LONDON — EMI, which was taken over by a private equity firm last year, announced Tuesday it would cut about a third of the company's jobs in a restructuring plan aimed at reassuring its restless artists, countering plummeting CD revenue and saving $400 million a year.
"We believe we have devised a new revolutionary structure for the group that will improve every area of the business," said EMI Group chairman Guy Hands.
Under the restructuring announced by Hands at a theater in London, EMI's labels — among them Capitol, Virgin, Parlophone and Blue Note — will be completely focused on A&R. The sales, marketing, manufacturing and distribution operations of the individual labels will be merged.
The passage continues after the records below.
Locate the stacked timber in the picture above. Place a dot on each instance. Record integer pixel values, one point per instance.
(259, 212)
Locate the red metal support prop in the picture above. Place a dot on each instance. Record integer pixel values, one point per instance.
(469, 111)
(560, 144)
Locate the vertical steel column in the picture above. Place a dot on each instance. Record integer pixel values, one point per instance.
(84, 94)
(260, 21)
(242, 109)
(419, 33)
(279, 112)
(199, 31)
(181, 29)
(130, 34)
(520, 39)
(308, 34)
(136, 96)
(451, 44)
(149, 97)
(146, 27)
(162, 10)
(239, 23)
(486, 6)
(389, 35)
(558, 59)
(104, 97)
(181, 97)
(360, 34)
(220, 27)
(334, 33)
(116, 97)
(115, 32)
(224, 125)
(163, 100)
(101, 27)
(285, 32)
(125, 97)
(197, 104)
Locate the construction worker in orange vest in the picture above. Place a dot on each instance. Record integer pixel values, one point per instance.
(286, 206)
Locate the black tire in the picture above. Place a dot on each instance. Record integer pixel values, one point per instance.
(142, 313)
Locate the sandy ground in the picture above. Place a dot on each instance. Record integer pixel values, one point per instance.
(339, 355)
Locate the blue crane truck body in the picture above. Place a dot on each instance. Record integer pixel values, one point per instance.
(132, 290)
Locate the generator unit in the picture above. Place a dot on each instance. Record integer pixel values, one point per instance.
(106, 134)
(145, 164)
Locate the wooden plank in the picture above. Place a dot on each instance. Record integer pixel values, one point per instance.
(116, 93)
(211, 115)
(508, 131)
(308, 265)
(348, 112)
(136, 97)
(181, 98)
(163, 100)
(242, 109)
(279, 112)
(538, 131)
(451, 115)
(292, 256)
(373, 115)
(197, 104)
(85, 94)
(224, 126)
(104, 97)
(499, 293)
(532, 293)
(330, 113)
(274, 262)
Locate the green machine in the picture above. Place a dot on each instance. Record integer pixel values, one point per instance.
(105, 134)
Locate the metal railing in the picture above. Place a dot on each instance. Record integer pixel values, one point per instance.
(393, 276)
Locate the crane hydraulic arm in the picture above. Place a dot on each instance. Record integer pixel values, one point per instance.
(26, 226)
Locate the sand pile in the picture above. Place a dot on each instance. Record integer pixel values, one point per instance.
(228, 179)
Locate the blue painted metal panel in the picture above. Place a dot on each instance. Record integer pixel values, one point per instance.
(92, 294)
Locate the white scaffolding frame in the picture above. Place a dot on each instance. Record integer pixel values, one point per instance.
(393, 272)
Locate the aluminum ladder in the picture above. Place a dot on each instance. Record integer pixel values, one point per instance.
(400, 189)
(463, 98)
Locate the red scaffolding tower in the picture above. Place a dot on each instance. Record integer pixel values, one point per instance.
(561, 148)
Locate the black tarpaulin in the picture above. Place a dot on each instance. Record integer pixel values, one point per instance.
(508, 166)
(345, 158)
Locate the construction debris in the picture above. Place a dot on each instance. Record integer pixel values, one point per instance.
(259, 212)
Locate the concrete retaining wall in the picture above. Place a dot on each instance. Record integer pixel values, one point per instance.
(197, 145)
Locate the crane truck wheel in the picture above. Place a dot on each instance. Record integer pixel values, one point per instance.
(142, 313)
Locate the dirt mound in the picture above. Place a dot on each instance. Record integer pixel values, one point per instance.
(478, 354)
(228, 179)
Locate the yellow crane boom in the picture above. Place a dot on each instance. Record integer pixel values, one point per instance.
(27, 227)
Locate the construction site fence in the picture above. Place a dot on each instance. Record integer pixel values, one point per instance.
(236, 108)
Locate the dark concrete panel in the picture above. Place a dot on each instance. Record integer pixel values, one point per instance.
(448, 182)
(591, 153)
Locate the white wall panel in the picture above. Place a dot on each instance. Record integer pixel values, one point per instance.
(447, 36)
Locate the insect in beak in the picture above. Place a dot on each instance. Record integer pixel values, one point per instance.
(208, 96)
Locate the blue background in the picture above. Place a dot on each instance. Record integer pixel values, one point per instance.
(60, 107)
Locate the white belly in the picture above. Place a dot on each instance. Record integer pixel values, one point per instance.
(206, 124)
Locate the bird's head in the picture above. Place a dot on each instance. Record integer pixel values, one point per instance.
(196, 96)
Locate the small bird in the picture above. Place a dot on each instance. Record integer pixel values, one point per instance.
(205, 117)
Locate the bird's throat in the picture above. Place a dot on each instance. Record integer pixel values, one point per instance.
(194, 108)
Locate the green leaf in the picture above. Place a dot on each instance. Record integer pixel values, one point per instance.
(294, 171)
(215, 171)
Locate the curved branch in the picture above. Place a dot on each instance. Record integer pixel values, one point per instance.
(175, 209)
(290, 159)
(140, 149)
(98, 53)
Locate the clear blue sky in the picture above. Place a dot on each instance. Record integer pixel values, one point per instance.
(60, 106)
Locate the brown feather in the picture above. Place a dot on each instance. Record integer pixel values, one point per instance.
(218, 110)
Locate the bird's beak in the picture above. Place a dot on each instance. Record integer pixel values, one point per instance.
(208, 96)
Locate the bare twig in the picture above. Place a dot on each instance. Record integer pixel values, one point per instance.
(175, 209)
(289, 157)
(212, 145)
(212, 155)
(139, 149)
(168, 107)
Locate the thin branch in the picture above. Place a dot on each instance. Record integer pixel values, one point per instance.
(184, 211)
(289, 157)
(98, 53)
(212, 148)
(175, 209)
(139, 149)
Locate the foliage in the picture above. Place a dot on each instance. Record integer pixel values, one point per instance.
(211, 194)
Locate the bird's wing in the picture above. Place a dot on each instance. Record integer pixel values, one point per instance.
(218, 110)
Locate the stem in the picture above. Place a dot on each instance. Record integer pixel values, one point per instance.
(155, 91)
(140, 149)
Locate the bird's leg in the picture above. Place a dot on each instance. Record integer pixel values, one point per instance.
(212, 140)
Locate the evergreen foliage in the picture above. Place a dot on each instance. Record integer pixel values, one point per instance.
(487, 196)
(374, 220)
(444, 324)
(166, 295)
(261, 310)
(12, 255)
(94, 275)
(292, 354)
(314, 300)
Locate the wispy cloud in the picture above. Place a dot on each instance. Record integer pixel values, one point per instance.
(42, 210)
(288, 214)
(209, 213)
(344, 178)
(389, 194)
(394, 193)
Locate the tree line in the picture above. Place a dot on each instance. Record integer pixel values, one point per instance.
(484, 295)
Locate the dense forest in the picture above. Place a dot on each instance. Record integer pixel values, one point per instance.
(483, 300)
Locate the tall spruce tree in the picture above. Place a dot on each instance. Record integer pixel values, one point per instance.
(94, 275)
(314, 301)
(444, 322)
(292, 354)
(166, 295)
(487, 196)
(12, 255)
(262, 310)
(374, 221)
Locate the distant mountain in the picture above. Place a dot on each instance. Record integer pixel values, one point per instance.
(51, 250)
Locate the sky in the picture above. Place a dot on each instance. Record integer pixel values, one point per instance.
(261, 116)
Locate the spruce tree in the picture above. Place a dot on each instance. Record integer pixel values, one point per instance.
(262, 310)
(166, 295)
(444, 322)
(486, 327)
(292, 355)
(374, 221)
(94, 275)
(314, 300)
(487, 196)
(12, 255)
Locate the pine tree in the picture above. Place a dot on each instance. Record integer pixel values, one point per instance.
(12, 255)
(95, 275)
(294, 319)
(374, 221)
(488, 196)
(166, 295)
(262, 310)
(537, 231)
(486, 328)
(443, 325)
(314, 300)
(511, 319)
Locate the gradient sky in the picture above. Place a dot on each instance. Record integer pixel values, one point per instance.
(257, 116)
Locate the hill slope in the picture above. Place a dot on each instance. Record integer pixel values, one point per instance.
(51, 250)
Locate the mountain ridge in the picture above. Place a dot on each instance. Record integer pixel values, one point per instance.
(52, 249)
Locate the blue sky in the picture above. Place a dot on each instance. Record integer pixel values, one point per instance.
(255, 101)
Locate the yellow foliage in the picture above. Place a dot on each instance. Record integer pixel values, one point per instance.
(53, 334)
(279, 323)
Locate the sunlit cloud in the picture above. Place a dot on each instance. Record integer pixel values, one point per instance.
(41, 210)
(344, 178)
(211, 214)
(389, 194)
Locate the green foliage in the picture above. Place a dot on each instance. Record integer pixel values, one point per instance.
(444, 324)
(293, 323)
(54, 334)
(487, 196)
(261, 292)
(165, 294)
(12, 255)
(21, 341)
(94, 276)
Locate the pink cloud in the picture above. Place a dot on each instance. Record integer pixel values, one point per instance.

The changes will be implemented over the next six months and one-third of the cuts will be take place in the U.K., where EMI is based. The recorded music division, which has about 4,500 employees, will be the most affected. Cuts at EMI's music publishing business, which is in far better shape, will be less drastic.
EMI said the overhaul would allow its labels to spot and sign new artists and better handle existing ones.
The company has a lucrative music publishing division that owns the rights to 1 million songs, plus a roster of recording artists that includes the Beastie Boys, Norah Jones, the Spice Girls, the Rolling Stones and Kylie Minogue.
However, the label has fallen on hard times of late. Paul McCartney and Radiohead, two of its biggest acts, have left in the past year, while others, including Coldplay, have expressed concerns with the label.
Artists discontent with EMI has grown ever since it was bought by Terra Firma Capital Partners, which snapped up the company after a deal with Warner Music Group fell through.
The music industry as a whole has been reeling from the long-term decline of CD sales and the rise of digital and online music distribution. Hands acknowledged that EMI, "like the rest of the music industry, has been struggling to respond to the challenges posed by a digital environment."
One of the larger issues for EMI has been the failure of it's bigger British acts, including Robbie Williams and Lily Allen, to make a splash in the U.S.
"If you have got a company unable to break acts at all in the biggest market in the world, then you are going to be struggling," Paul Williams, editor of Music Week magazine, revealed to AP London.